After a six-year love-hate relationship, I've finally done the unthinkable--quit my job. Instead of offering up details, suffice it to say that although family and friends were worried and tried to talk me out of it, several colleagues came knocking on my door during my last days to say, "I don't blame you a bit. I don't know how you held out this long."

So, as my 50th birthday approaches, I head back out into the world with English degrees (always a hard sell) to live a while on the edge. Trying to embrace the feeling, I picture that "edge" as the one I learned about in ecology class (an earlier degree that was also hard to sell), the edge between the forest and the field. This space, I learned, is conducive to the gathering of various species of wildlife, a place where both the rabbit and the deer can find something to eat or do. A convergence where bushes, grasses and trees meet, the edge is full of possibility. It's also where the domestic or feral housecat can be found lying in wait for a mouse.

I've always been a somewhat rueful decision-maker, aware that finalizing a choice closes off other possibilities, so the many doors seem intriguing now, even if none of them are fully open. And uncommitted time has become so scarce in recent years that for a while at least, I savor the lusciousness of a mid-afternoon nap or leisurely conversation. That is, when I'm not fighting off a little panic. Small things like infected toenails and real or imagined noises emanating from my old Honda have taken on new significance. I imagine something on my person or around the house growing into a problem that will require throwing a sum of money at it.

After all of two days of unemployment, I'm also fighting off the panicked "Yes, yes, I'll do anything" response that, along with those degrees, has provided me a life of hard work and low pay. I've always loved hard work, and hard work loves me, too. I like to see a plan come together, I like the sense of camaraderie of people who work together, camaraderie that can be achieved, it seems, even when those working together have little else in common. But I've always felt a bit discontented about it too, and I've envied those whose life has taken a single course--the man who has been a building contractor for so long that he seems to know what a house is made of by sniffing it, the biologist still elated at a minor discovery after years in the field.
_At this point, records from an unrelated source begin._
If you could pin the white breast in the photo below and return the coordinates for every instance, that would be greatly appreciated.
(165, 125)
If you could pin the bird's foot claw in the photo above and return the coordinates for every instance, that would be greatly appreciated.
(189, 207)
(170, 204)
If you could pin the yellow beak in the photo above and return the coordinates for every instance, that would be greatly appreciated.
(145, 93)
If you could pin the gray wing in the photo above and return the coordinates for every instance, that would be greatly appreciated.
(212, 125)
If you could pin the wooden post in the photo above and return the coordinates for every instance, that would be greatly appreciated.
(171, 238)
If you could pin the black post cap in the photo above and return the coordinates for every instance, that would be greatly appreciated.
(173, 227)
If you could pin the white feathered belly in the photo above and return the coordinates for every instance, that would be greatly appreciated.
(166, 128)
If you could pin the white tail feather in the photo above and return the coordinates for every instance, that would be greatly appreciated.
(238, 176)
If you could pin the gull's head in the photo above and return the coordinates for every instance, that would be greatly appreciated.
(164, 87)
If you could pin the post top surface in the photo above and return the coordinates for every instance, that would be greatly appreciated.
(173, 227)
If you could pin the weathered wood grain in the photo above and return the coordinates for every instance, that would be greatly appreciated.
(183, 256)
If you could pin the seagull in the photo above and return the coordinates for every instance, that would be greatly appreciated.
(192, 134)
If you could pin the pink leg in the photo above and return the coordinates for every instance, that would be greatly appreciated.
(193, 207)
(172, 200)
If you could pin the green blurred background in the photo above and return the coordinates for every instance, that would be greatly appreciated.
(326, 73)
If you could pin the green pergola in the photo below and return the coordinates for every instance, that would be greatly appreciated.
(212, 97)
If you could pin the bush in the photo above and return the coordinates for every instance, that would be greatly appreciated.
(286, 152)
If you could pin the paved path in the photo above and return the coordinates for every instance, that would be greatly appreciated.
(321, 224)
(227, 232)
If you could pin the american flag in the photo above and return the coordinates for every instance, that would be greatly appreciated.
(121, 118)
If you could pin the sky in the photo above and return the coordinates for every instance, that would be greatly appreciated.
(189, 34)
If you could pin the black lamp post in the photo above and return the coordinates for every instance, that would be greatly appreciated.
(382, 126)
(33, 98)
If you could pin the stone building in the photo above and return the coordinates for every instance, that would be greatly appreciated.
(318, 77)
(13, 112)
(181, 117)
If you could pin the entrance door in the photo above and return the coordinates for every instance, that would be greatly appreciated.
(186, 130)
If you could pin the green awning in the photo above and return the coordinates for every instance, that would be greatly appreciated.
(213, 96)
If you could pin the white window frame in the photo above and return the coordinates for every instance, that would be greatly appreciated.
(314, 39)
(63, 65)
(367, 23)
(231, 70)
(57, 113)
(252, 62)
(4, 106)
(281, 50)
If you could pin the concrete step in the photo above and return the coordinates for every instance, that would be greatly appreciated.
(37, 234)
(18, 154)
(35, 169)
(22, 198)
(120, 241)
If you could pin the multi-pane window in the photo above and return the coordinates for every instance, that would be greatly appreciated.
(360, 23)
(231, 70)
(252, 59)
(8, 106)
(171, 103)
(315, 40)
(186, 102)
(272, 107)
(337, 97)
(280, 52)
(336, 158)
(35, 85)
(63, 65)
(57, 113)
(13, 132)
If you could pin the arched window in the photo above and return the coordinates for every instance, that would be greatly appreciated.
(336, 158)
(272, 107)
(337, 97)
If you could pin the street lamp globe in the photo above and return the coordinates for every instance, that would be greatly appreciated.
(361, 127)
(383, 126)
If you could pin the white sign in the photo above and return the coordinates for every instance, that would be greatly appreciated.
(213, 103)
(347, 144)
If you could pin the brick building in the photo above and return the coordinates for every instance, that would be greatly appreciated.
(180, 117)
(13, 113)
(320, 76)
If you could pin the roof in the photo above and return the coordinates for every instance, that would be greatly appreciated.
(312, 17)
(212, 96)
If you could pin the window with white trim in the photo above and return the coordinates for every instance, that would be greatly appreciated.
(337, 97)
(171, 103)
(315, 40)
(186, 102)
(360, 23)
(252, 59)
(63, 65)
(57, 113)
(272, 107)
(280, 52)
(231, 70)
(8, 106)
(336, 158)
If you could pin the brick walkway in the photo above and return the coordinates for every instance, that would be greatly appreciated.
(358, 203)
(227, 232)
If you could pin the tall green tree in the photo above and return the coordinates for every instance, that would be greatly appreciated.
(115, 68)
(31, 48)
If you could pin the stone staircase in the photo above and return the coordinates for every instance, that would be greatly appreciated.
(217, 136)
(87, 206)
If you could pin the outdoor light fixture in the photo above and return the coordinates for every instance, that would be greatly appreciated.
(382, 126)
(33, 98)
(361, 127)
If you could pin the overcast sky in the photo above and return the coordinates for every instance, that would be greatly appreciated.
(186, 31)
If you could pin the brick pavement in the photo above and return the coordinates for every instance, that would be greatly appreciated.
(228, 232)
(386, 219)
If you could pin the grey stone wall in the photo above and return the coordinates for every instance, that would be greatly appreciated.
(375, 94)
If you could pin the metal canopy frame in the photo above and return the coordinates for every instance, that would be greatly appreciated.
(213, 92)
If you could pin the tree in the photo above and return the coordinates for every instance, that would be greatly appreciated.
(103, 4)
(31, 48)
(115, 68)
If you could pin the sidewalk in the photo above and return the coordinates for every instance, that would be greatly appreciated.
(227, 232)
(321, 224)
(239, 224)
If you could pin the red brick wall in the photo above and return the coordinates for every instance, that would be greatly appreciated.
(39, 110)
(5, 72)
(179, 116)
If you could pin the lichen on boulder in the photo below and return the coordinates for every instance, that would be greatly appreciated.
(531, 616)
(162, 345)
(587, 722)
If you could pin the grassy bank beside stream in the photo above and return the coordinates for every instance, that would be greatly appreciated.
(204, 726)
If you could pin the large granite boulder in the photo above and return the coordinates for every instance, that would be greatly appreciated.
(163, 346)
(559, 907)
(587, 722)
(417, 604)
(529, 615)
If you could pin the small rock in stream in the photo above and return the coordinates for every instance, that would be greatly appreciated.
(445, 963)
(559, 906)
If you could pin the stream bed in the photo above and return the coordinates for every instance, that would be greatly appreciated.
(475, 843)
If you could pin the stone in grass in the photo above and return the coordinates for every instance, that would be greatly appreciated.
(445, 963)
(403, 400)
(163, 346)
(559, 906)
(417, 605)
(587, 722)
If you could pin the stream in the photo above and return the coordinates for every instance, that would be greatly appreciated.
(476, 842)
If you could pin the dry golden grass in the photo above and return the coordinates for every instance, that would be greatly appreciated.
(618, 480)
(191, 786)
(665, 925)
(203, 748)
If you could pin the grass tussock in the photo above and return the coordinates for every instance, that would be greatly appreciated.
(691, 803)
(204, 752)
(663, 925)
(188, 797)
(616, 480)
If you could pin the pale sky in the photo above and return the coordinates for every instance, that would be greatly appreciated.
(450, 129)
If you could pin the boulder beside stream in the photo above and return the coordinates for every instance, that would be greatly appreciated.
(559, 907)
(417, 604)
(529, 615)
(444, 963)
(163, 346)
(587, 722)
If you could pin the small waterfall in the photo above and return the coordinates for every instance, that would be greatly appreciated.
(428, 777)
Those people seem to be the happy exceptions. Conversations with other professionals my age often reveal that circumstances and accommodation have gnawed at their idealism. Work once approached with enthusiasm becomes something one does only for pay, and thoughts turn to the peace of retirement. I don't have that sense of compensation right now, but I do have the sense of an opportunity to reclaim a little idealism and to see what the edge has to offer.